The distance between them was charged and painful and necessary. Sophia understood that he had reached the edge of his composure and was holding it by an act of will; and that if either of them crossed the five feet between them the will would dissolve. She held the distance. He held it too.
“Edmund.”
“Yes.”
“There is more.”
He did not visibly react. He had been braced.
“Arabella. What he has been doing to her. He has been feeding her stories about me.
He has been styling himself as a confidant; as a man who saw her clearly when others did not, and she has been carrying his phrasings into this house and to her friends in public rooms, and the coldness I have been enduring at her hands these last weeks has been the coldness of a girl who has been very systematically persuaded that I am not to be trusted.
I did not, at the time, know that the man feeding her the stories was the same man who killed her brother. I do now.”
The change in him was almost silent.
She watched it happen. The set of his shoulders adjusted.
The line of his mouth steadied. The color, absent from his face since he had sat down, returned in a small even way to the planes of his cheekbones.
His eyes, wet a moment before, were dry, and what had moved in behind the wetness was a thing she had not, in all the weeks of their marriage, seen on his face before.
It was a still, cold, attentive fury. He would not shout.
He had concluded, in the steady administrative voice he used for any difficult fact, that what was required of him would be done.
Sohia found it much more frightening than shouting would have been.
“I shall handle it,” Edmund said. His voice was very quiet.
“We shall handle it. Together.”
He looked at her.
Something shifted in his face. Not softening. A different motion. Some final wall, one last polite pretense that what was between them was the arrangement they had negotiated in a morning room weeks ago, set itself down and did not, in his face, get picked up again.
“Together,” he said.
She nodded. She had not turned to him when he came in. She did not look away from him then.
***
The house had quieted by eleven.
Edmund had been in his study since Sophia went up, sitting with everything she had told him and finding no edge of it he could yet take hold of. Catherine had gone up. Henry was asleep.
He passed the drawing room.
The lamp was out. The garden door at the far end stood open by perhaps a hand’s width, and the darkness beyond it was paler than the darkness of the room itself, with the half-moon laying a clean cold light along the path.
He saw her.
She was on the bench. She had not taken a shawl. The white muslin of her wrap caught the moonlight along her shoulders, and her hands were folded in her lap. She had not heard him at the door.
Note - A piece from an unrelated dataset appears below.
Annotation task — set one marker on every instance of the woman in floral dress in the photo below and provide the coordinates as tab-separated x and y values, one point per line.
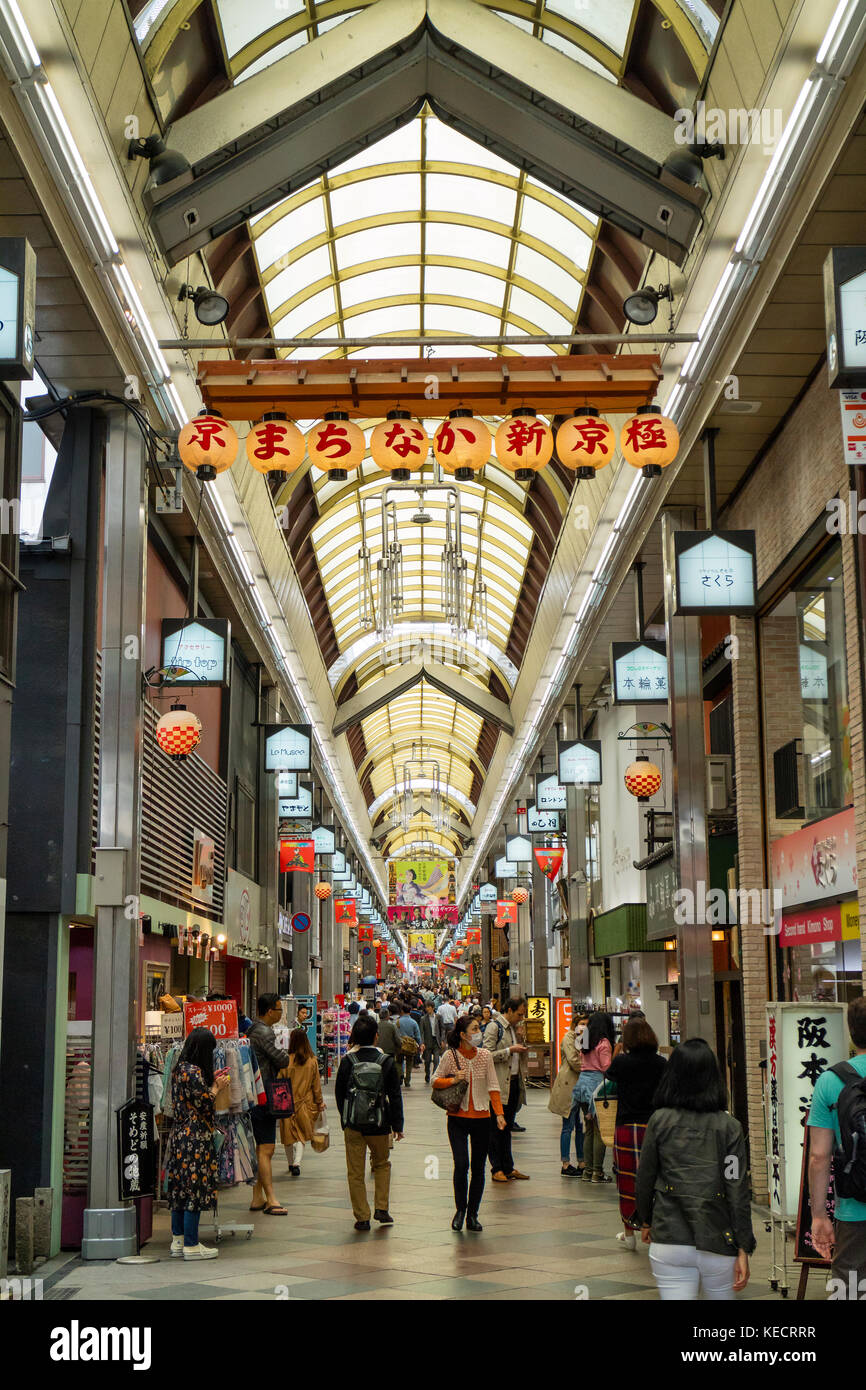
192	1155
Edmund went back to the entrance hall.
He took his coat from the peg without speaking to the night footman. He carried it through the dark drawing room and out into the cool garden. She had heard him that time. She did not turn. She knew it was him.
He went around to the front of the bench. He shook out the coat and settled it across her shoulders without ceremony, and she lifted her hands by some small degree to let the cloth fall against her, and then she leaned against him.
She did it naturally. She did it as though they had been doing it for years rather than hours.
Edmund sat down beside her. He brought his arm around her shoulders. The bench was narrow, and she fit against the line of his side in the clean way she had always been going to fit there.
“You should not be out here in your wrap.”
“I needed air.”
“I know.”
They sat for some minutes without speaking.
The garden was very still. A small wind moved once through the laurels and stopped. The half-moon was pale above the south wall. Sophia’s head was against his shoulder. Her breathing was slow and even. She was not, that evening, the one carrying the most weight.
“Tell me,” she said after a time.
Edmund did not answer.
He had spent the past two hours with everything Sophia had given him; the writing box and the names and the deaths, and he had been intending, when he came to the garden, to begin deciding what would be done. He told her about Margaret instead.